Brown learned the value of versatility while growing up in Orange, TX. His dad was a locally popular musician who specialized in country, Cajun, and bluegrass — but not blues. Later, Gate was entranced by the big bands of Count Basie, Lionel Hampton, and Duke Ellington (a torrid arrangement of “Take the ‘A’ Train” remains a centerpiece of Brown’s repertoire). Tagged with the “Gatemouth” handle by a high school instructor who accused Brown of having a “voice like a gate,” Brown has used it to his advantage throughout his illustrious career. (His guitar-wielding brother, James “Widemouth” Brown, recorded “Boogie Woogie Nighthawk” for Jax in 1951.)
In 1947, Gate’s impromptu fill-in for an ailing T-Bone Walker at Houston entrepreneur Don Robey’s Bronze Peacock nightclub convinced Robey to assume control of Brown’s career.
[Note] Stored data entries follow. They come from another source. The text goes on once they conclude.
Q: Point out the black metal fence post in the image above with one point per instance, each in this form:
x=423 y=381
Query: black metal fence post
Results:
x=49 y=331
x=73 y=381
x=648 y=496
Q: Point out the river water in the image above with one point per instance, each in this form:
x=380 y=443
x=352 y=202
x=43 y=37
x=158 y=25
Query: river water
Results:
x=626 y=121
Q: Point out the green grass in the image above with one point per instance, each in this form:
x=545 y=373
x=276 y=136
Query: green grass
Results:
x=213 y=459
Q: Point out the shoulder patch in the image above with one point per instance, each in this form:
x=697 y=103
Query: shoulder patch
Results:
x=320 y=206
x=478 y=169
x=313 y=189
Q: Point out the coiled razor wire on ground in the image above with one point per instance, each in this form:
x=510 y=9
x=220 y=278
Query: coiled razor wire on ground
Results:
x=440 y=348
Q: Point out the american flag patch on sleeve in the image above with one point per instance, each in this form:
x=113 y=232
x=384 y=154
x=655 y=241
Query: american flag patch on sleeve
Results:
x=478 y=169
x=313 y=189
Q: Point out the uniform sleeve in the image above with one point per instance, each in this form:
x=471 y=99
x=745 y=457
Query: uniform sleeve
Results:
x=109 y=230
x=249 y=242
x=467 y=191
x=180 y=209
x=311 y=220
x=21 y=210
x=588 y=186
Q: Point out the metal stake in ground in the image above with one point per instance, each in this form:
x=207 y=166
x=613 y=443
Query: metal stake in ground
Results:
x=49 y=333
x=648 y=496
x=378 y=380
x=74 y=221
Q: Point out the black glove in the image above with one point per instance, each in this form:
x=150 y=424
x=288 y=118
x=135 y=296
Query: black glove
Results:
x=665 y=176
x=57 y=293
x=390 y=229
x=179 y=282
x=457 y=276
After two singles for Aladdin stiffed, Robey inaugurated his own Peacock label in 1949 to showcase Brown’s blistering riffs, which proved influential to a legion of Houston string-benders (Albert Collins, Johnny Copeland, Johnny “Guitar” Watson, Cal Green, and many more have pledged allegiance to Brown’s riffs). Peacock and its sister label Duke prospered through the ’50s and ’60s.
Gate stayed with Peacock through 1960. The R&B charts didn’t reflect Brown’s importance (he hit only once nationwide with 1949’s two-sided smash “Mary Is Fine”/”My Time Is Expensive”). But his blazing instrumentals (“Boogie Uproar,” “Gate Walks to Board,” 1954’s seminal “Okie Dokie Stomp”), horn-enriched rockers (“She Walked Right In,” “Rock My Blues Away”), and lowdown Lone Star blues (“Dirty Work at the Crossroads”) are a major component of the rich Texas postwar blues legacy. Brown broke new ground often — even in the ’50s, he insisted on sawing his fiddle at live performances, although Robey wasn’t interested in capturing Gate’s violin talent until “Just Before Dawn” (his final Peacock platter in 1959).
The ’60s weren’t all that kind to Brown. His cover of Little Jimmy Dickens’ country novelty “May the Bird of Paradise Fly Up Your Nose” for tiny Hermitage Records made a little noise in 1965 (and presaged things to come stylistically). But the decade was chiefly memorable for Brown’s 1966 stint as house bandleader for The!!!!Beat, a groundbreaking syndicated R&B television program out of Dallas hosted by WLAC DJ Bill “Hoss” Allen.
When Gate began to rebuild his career in the ’70s, he was determined to do things his way. Country, jazz, even calypso now played a prominent role in his concerts; he became as likely to launch into an old-time fiddle hoedown as a swinging guitar blues. He turned up on Hee Haw with pickin’ and grinnin’ pal Roy Clark after they cut a sizzling 1979 duet album for MCA, Makin’ Music. Acclaimed discs for Rounder, Alligator, Verve, and Blue Thumb in the ’80s, ’90s, and 2000s have proven that Gatemouth Brown is a steadfastly unclassifiable American original. Gatemouth Brown passed away on September 10, 2005 in Orange, TX.